As a percentage of overall PC sales, tablets will grow from 6 percent this year to 18 percent in 2012 (when netbooks are estimated to account for 17 percent of sales. The next year, in 2013, tablet sales are projected to outstrip desktop unit sales, 21 percent to 20 percent. By 2015, tablets will make up 23 percent of PC sales in the U.S., while desktops will be 18 percent and netbooks will be 17 percent. Only laptops will sell more in the U.S., with a 42 percent market share.
The big question is how much of the tablet market can Apple capture? It has already sold 2 million iPads, and could easily blow past Forrester’s 3.5 million estimate for this year all by itself. It is not stretch for it to get to 20 million by 2015 either.
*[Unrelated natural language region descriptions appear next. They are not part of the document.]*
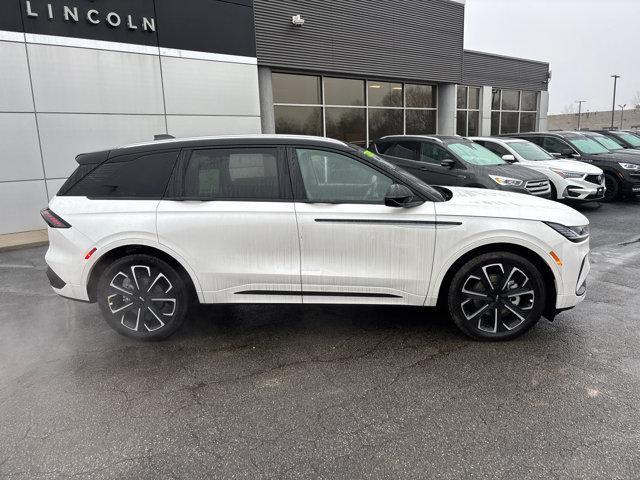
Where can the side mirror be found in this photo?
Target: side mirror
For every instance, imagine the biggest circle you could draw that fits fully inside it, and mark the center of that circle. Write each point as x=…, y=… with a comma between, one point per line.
x=400, y=196
x=448, y=163
x=566, y=152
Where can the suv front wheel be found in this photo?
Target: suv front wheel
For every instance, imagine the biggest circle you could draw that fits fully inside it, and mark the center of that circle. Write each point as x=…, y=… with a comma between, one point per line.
x=142, y=297
x=496, y=296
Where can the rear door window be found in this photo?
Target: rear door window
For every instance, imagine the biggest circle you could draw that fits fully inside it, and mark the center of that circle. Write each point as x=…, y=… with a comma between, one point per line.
x=235, y=174
x=138, y=175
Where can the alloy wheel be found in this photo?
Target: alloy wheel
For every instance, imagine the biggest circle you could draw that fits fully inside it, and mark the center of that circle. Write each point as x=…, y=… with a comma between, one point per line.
x=142, y=298
x=497, y=297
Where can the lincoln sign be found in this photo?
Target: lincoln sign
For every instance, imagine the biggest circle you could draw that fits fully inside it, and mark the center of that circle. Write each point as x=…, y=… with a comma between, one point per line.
x=92, y=16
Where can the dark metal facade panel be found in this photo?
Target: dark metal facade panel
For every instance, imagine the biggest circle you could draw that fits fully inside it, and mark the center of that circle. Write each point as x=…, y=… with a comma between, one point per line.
x=504, y=72
x=413, y=40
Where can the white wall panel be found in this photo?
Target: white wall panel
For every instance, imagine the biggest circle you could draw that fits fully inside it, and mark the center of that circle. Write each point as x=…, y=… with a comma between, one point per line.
x=54, y=185
x=26, y=200
x=15, y=89
x=195, y=126
x=80, y=80
x=20, y=152
x=64, y=136
x=201, y=87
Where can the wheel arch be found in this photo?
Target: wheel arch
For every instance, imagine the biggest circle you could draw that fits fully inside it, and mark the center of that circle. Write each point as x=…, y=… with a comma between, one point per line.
x=527, y=253
x=132, y=249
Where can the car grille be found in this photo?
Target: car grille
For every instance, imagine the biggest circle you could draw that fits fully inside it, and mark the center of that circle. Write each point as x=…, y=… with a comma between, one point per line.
x=597, y=179
x=538, y=187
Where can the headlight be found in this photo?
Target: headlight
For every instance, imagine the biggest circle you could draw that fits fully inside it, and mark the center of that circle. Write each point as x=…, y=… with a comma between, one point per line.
x=566, y=173
x=512, y=182
x=575, y=234
x=629, y=166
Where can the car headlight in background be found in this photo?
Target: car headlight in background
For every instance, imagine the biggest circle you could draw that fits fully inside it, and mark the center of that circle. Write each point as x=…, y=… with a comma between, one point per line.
x=629, y=166
x=507, y=181
x=575, y=234
x=567, y=173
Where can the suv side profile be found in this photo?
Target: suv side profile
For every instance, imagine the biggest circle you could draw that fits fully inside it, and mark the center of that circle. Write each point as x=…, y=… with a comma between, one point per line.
x=146, y=230
x=457, y=161
x=621, y=172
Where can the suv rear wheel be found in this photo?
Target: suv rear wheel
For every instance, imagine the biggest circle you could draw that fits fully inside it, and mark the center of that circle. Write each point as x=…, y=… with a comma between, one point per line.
x=142, y=297
x=496, y=296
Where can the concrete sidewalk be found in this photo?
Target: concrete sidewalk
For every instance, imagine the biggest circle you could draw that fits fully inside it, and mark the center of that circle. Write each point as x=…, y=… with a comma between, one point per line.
x=15, y=241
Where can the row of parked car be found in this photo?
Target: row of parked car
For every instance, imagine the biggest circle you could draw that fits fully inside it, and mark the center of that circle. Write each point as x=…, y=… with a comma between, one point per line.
x=577, y=166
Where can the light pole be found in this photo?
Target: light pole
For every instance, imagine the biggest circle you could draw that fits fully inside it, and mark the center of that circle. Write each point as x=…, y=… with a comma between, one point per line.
x=622, y=114
x=613, y=108
x=579, y=102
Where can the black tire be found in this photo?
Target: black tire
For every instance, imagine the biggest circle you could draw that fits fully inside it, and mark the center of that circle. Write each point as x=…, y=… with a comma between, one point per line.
x=142, y=297
x=612, y=192
x=479, y=301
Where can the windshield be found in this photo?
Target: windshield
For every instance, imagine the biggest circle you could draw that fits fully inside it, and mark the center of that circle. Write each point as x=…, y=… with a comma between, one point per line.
x=475, y=154
x=530, y=151
x=607, y=142
x=629, y=138
x=587, y=145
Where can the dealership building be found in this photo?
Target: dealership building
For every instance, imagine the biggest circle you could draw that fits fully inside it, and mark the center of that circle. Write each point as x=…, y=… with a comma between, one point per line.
x=83, y=75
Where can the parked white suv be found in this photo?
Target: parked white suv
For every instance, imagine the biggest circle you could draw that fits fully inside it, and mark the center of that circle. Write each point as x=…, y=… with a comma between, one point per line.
x=570, y=179
x=145, y=229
So is there room in this market for other tablets, or will Forrester need to increase its estimates?
These projections are for unit sales, not total revenues, but still the expectation that there will be more tablets sold in five years than any other type of computer is stunning. By 2015, the cumulative number of people using tablets will be 59 million, according to Rotman, which will be larger than the installed base of netbooks (but still just a fraction of the installed base of desktops and laptops). On a global basis, IDC also sees tablets and e-readers driving more growth than netbooks. Looks like it is time to stick a fork in netbooks.